Imagery evoked particular associations. Joan of Arc on horseback represented suffragists as dauntless crusaders. When young, beautiful Inez Milholland, who had led the 1913 Washington, D.C., procession riding a white horse, died suddenly while on a suffrage speaking tour, the National Woman’s Party turned her into a symbol of suffrage martyrdom (see section 4e in this exhibition).

Images of children offered another set of associations entirely: domestic, unthreatening, even infantilizing. Their appeal rested on their ability to render suffrage as a route to better mothering.

Maps told a tale of success and conveyed a sense of inevitability as the number of full-suffrage states spread from West to East and “partial” suffrage gave way to full suffrage. Maps could also be used to make a case for a federal constitutional amendment, as opposed to state-by-state campaigns, by rendering the non-suffrage states as a solid, implacable bloc.

Flags of various kinds, including the U.S. flag, fluttered everywhere in suffrage parades and processions. During the Great War, the U.S. flag’s presence at suffrage events announced attendees’ patriotism. Suffragists also used flags to chart the spread of state-level suffrage and, in 1919-1920, to trace the path to ratification. As each state ratified, members of the National Woman’s Party sewed a new star on a flag specially designated for that purpose. Buttons announced that the demand for suffrage was a pointedly political move. “Votes for Women” or “I am a Citizen” underlined the theme. An image of a woman in white carrying a banner reading, simply, “Forward,” echoed the ubiquitous Joan of Arc image. Some buttons referenced specific state suffrage referenda: October 19, 1915, in New Jersey and November 2, 1915, in Pennsylvania. Delaware’s Alice Dunbar-Nelson travelled in support of both referenda.
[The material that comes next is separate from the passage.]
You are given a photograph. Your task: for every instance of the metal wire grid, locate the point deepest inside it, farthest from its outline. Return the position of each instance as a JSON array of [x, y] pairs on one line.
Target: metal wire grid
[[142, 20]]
BANNERS AND BUTTONS - By 1913, American suffragists had settled on three suffrage colors to identify their cause: purple, gold (or yellow), and white. British suffragettes used purple, green, and white. The use of distinctive suffrage colors gave a uniform “look” to state and national suffrage campaigns and reflected a keen sense of how to market the movement’s demands.

Items from the Woman Suffrage Collection:

  • Suffrage campaign pinback buttons with various slogans, undated (9 items)
  • “Votes for Women” (purple and gold felt pennant), undated

State suffrage referenda were common by 1916, when Iowa’s male voters went to the polls to decide whether to revise the state constitution’s list of voter qualifications to include women. This banner urged a “yes” vote. The referendum went down to defeat, as did many—but not all—referenda in other states. By 1916, national suffrage leaders were putting their groups’ energies into winning a federal constitutional amendment rather than continue to wage exhausting state-by-state campaigns.

  • “Vote Yes on the Woman Suffrage Amendment, June 5, 1916” (pennant) framed with Boone County Women’s Suffrage Association. Invitation to Suffrage Play and Ball at the Lincoln Armory [Iowa], April 27, no year. Woman Suffrage Collection.

VISUALIZING PROGRESS - A leaflet sporting a map and a flag-themed postcard made a point that the National American Woman Suffrage Association (NAWSA) sought to drive home: that state-level voting rights were on the move and represented a dynamic future. Between the publication of the postcard and the map, seven additional states and one territory had become “equal suffrage states.” The visual imagery—a map, a flag—associated the progress of women’s voting with the nation’s history. The flag with four sparse stars called out for states fill in the gaps by enfranchising their women.

  • National American Woman Suffrage Association. “United Equal Suffrage States of America” (postcard) Grand Rapids, Mich. : Cargill Company, 1910. Woman Suffrage Collection.
  • National Woman Suffrage Publishing Co. “Votes for Women a Success : the Map Proves It” (leaflet). New York : NWSPC, circa 1915. Woman Suffrage Collection.